Vitamin B12, also called cobalamin, cyanocobalamin or „red vitamin”, has the largest and most complex chemical structure of all vitamins, and has a particularly important role for the human body. The recommended intake of B12 vitamin helps in developing and maintaining the nervous system, in the production of DNA and in the formation of red blood cells, it stimulates appetite, increases physical and mental performances, prevents the accumulation of fat in the liver and prevents aterosclerosis and other cardiovascular diseases.
Vitamin B12 is the most powerful antianemic factor known until now. Although it is water-soluble, B12 accumulates yet in a certain amount, in liver, kidneys, lungs and spleen. The amount of accumulated vitamin is not important and can not have a toxic effect.
The benefits of vitamin B12
- It plays a decisive role in the proper functioning of the nervous system, helping in the formation of the myelin sheath that surrounds nerve fibers, which are essential for transmitting nerve impulses throughout the body. Thanks to this function, vitamin B12 is a precious ally in maintaining the sense acuity of touch and hearing, in the perception of pain, in equilibrium, in enhancing the learning ability, preventing memory loss and keeping the mental health.
- Participates in the process of cell renewal, in the synthesis of DNA, iron, vitamin C, pantothenic acid, folic acid, and in the synthesis of vitamin B15.
- Plays a role in the maturation process of red blood cells, thus removing fatigue and anemia.
- It participates actively in the metabolism of proteins, lipids and carbohydrates.
- Helps to maintain the normal functioning of cells, especially those from bone marrow.
- Has a beneficial role on the gastrointestinal tract.
- In addition, this vitamin plays an important role in protecting liver cells, due to its property to prevent fat from depositing inside the liver.
The deficiency of vitamin B12
When our digestive system is unable to absorb this vitamin, a deficiency will appear, and an inadequate diet – usually met among staunch vegetarians, who do not even consume dairy products or eggs, can generate deficiencies of vitamin B12. Also, the elderly people are prone to this kind of deficiency.
Common symptoms associated with vitamin B12 deficiency may include:
- disturbances of the menstrual cycle
- difficulty walking or when you exercise
- myelin sheath damage and dementia
- increased fatigue
- memory loss
- anxiety and irritability
- burning inside the oral cavity
An insufficient quantity of vitamin B12 would allow the release of a substance called homocysteine, which when it exceeds a certain level, it becomes harmful to brain cells.
At the same time, based on its procoagulant property, which pose a threat to artery walls, the homocysteine might also be related to cardiovascular diseases.
The excess of vitamin B12 may increase the risk of developing certain cancer cells in dormant state, and for people diagnosed with cancer, hypervitaminosis may lead to tumor cell expansion and an increased risk of asthma attacks.
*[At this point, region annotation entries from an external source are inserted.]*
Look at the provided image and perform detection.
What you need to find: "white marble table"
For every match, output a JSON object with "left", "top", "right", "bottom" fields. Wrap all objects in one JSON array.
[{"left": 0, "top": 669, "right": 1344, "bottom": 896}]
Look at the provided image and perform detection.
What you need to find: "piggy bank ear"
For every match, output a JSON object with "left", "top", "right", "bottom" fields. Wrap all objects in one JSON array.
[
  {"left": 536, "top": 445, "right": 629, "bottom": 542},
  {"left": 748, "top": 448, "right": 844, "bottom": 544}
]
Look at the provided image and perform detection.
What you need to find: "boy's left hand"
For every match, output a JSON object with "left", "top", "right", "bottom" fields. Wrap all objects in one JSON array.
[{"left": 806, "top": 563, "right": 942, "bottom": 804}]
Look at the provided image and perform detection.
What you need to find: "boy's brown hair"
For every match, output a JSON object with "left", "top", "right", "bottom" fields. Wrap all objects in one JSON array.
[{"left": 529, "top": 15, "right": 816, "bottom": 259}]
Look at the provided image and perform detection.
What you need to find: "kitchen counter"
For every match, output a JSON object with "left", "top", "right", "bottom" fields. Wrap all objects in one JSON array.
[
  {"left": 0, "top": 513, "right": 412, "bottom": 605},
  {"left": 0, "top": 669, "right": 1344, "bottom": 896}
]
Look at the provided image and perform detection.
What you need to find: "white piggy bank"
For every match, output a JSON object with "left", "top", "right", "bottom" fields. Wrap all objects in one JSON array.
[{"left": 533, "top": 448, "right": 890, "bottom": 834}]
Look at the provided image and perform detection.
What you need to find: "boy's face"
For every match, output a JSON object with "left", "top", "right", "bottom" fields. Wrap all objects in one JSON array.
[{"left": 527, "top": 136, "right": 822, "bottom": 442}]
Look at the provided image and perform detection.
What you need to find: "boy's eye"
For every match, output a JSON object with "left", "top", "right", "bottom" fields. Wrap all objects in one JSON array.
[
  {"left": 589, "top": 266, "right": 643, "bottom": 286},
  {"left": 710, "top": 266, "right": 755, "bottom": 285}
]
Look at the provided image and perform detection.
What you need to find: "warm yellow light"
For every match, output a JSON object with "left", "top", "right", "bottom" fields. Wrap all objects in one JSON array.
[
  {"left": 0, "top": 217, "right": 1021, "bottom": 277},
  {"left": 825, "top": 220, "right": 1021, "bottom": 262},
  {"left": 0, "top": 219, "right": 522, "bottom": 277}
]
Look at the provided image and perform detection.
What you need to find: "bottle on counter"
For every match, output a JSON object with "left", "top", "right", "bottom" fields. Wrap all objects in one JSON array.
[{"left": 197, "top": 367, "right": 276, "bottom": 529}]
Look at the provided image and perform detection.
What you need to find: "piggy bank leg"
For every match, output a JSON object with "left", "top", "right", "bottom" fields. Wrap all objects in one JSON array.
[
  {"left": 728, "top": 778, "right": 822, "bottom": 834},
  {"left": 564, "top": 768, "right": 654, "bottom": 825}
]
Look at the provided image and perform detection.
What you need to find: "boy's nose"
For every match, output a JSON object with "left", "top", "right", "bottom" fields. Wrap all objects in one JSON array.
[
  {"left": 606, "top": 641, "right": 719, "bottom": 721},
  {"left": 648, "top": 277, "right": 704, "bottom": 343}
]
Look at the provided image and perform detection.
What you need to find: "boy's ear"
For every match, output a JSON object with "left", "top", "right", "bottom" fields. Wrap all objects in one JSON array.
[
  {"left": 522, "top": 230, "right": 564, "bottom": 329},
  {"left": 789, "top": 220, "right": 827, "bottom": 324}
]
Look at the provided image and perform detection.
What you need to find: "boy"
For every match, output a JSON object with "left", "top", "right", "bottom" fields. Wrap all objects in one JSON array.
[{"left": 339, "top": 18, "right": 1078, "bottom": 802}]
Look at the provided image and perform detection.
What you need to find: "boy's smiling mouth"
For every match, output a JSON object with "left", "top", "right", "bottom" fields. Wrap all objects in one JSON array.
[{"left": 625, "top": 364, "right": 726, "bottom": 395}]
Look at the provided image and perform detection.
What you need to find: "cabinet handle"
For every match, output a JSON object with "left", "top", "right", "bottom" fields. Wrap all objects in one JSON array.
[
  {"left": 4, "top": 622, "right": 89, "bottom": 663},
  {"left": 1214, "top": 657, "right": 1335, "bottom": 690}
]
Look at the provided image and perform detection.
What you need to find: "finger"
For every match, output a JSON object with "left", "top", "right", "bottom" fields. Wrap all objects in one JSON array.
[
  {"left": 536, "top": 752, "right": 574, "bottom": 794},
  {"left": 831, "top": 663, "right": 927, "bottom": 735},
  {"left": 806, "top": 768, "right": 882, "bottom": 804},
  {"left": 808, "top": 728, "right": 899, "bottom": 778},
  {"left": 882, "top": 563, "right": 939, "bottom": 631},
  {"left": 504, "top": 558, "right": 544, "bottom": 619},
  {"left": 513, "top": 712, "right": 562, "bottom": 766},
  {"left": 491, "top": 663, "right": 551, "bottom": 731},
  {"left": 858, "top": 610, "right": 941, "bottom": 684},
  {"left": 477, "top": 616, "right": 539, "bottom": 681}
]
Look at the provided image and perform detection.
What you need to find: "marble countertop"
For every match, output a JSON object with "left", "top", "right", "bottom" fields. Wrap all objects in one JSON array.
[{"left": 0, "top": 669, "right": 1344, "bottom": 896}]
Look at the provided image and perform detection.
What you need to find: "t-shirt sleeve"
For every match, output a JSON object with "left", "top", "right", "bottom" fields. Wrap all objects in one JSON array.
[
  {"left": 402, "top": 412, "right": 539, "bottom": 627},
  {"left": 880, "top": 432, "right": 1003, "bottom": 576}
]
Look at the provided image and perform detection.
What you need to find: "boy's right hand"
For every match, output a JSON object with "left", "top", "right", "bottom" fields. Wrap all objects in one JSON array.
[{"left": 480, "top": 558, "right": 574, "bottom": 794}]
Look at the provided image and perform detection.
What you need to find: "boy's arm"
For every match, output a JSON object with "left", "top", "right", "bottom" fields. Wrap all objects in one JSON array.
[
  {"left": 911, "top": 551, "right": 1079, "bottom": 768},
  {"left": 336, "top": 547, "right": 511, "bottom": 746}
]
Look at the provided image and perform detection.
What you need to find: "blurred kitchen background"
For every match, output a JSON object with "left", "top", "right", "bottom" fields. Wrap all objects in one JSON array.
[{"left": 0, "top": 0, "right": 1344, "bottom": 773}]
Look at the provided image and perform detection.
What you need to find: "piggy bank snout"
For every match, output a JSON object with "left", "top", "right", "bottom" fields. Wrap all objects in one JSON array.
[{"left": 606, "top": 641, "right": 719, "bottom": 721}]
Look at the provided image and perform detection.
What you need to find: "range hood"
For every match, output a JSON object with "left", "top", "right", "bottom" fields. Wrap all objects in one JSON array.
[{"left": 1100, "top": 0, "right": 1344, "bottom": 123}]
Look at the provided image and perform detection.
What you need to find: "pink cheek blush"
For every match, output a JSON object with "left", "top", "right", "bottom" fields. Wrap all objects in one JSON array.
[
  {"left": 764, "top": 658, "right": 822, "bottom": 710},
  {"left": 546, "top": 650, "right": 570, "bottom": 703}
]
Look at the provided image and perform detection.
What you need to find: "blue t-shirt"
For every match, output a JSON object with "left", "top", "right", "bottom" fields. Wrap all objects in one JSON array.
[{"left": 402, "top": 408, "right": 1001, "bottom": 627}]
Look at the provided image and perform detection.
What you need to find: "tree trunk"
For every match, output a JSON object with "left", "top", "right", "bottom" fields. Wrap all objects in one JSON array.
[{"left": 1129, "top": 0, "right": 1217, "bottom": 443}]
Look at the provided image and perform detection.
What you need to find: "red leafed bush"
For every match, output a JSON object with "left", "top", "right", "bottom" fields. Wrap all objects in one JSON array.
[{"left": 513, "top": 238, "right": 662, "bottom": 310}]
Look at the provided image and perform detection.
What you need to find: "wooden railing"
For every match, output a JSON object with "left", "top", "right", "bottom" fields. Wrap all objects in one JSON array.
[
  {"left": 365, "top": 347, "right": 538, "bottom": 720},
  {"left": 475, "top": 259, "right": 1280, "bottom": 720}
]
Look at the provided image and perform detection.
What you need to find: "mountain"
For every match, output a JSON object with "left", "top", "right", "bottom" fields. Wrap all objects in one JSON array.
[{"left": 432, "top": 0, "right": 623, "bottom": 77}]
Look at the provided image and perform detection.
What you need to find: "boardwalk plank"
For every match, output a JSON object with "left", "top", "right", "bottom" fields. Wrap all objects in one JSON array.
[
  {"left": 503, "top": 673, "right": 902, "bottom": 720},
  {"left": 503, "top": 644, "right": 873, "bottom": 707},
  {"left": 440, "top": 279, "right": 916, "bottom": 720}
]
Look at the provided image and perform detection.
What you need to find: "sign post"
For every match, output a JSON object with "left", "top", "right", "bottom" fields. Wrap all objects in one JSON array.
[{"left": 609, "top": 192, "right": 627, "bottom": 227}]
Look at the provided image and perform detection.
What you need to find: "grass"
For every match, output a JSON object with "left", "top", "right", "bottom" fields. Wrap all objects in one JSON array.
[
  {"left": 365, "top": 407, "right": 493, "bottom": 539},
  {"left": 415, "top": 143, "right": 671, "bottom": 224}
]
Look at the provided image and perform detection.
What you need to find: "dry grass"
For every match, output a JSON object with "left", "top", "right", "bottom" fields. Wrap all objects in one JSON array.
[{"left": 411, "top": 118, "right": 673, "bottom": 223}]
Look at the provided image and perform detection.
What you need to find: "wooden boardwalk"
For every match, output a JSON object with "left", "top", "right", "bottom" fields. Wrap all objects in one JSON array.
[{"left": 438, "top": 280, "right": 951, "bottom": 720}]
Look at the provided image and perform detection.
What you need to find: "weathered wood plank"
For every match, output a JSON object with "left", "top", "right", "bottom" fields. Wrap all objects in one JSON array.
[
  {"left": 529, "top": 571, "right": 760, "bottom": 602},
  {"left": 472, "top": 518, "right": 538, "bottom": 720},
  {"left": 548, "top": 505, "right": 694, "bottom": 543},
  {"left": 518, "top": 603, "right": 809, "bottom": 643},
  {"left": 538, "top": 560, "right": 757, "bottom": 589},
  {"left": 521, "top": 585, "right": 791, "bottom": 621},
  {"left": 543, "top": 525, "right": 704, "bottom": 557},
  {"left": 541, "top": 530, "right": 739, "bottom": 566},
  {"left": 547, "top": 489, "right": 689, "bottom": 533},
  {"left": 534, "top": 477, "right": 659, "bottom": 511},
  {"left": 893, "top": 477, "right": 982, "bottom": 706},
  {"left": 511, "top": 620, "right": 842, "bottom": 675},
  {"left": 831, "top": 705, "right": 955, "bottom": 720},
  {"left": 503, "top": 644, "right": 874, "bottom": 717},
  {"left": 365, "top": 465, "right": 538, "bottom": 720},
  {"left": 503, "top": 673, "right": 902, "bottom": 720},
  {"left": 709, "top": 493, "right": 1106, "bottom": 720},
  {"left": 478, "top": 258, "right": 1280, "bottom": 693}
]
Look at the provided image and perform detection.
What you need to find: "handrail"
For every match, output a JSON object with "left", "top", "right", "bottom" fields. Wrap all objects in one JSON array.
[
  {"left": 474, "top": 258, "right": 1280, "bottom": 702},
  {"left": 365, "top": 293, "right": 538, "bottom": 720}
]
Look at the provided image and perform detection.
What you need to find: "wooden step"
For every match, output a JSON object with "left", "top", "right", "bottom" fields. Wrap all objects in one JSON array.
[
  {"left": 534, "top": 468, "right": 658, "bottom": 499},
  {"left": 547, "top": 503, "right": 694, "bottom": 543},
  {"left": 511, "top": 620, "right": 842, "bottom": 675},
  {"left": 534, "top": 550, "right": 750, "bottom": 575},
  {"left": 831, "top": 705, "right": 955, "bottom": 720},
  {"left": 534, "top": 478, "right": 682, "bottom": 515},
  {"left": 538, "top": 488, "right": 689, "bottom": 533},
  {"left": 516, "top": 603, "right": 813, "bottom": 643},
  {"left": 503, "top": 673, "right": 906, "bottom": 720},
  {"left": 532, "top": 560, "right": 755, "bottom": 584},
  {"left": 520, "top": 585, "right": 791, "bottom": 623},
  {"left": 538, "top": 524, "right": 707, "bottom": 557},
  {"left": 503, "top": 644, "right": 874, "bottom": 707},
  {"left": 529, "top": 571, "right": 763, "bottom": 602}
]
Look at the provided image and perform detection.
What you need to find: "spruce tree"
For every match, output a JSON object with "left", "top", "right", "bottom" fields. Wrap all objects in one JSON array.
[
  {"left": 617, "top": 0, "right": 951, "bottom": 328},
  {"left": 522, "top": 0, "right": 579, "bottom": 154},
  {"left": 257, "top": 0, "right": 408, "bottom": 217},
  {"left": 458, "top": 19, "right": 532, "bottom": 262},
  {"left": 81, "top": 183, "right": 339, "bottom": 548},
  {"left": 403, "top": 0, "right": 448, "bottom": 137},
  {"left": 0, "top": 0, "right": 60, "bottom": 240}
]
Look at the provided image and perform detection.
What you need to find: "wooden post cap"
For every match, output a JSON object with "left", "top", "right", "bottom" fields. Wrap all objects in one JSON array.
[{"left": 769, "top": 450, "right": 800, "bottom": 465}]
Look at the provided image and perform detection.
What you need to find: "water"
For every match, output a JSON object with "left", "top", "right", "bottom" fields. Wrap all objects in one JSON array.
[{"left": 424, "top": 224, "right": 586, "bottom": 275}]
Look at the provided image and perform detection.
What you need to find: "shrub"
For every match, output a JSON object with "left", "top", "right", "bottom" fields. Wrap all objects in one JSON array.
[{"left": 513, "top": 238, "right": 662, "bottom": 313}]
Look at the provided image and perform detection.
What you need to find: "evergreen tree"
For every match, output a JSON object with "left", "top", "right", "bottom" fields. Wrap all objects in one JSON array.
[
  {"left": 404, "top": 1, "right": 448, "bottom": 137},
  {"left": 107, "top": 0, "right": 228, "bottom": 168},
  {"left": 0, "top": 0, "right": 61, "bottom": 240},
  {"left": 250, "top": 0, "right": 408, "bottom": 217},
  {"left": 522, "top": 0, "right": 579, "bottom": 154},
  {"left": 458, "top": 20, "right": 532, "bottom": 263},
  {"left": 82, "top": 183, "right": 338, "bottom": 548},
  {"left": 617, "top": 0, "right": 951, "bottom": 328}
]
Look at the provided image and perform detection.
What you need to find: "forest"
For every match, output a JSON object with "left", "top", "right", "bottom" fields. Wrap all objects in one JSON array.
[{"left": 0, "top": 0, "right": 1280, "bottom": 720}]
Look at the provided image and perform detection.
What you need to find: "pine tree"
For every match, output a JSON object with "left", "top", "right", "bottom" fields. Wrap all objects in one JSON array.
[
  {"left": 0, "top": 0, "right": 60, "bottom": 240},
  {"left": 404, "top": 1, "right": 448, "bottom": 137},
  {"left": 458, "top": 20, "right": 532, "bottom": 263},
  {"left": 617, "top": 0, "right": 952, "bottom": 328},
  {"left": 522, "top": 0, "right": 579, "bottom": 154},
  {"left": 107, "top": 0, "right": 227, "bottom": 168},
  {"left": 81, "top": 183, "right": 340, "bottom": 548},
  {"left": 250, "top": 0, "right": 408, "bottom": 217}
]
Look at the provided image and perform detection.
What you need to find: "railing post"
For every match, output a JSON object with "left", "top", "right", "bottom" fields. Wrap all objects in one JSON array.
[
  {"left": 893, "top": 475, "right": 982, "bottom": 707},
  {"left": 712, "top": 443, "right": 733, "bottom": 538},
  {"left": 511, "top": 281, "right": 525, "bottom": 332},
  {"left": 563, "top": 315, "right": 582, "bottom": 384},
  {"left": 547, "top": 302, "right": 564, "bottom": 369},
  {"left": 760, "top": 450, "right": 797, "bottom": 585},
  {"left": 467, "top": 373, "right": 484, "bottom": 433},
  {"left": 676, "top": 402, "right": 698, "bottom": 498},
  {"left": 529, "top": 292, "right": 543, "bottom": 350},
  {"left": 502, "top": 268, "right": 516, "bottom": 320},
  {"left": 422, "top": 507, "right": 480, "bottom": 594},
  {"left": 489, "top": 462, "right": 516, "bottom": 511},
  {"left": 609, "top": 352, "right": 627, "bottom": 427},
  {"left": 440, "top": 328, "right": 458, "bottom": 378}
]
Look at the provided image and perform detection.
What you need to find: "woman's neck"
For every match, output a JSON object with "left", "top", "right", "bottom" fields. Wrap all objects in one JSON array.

The recommended daily dose of vitamin B12 is:
- 0.5 micrograms for infants in the first year of life
- 0.9 μg for children aged between 1-3 years old
- 1.2 μg for children aged between 4-8 years old
- 1.8 μg for children aged between 9-13 years old
- 2.4 micrograms for adolescents aged between 14-18 years old and adults over 19 years old
The best natural sources of vitamin B12
The thiamine is found mainly in animal products such as:
- chicken meat
- dairy products
- fish (tuna, salmon)
For vegetarians, fortified cereals are the perfect choice for breakfast.
Important for babies:
Vitamin B12 is indispensable to baby growth. Pregnant or breastfeeding women needs extra portions of Vitamin B12, just like all other essential nutrients. These nutrients pass into the placenta during pregnancy and contributes to child development. The infants who needs breastfeeding also needs to receive these nutrients.
Their absence can cause major health problems for the children.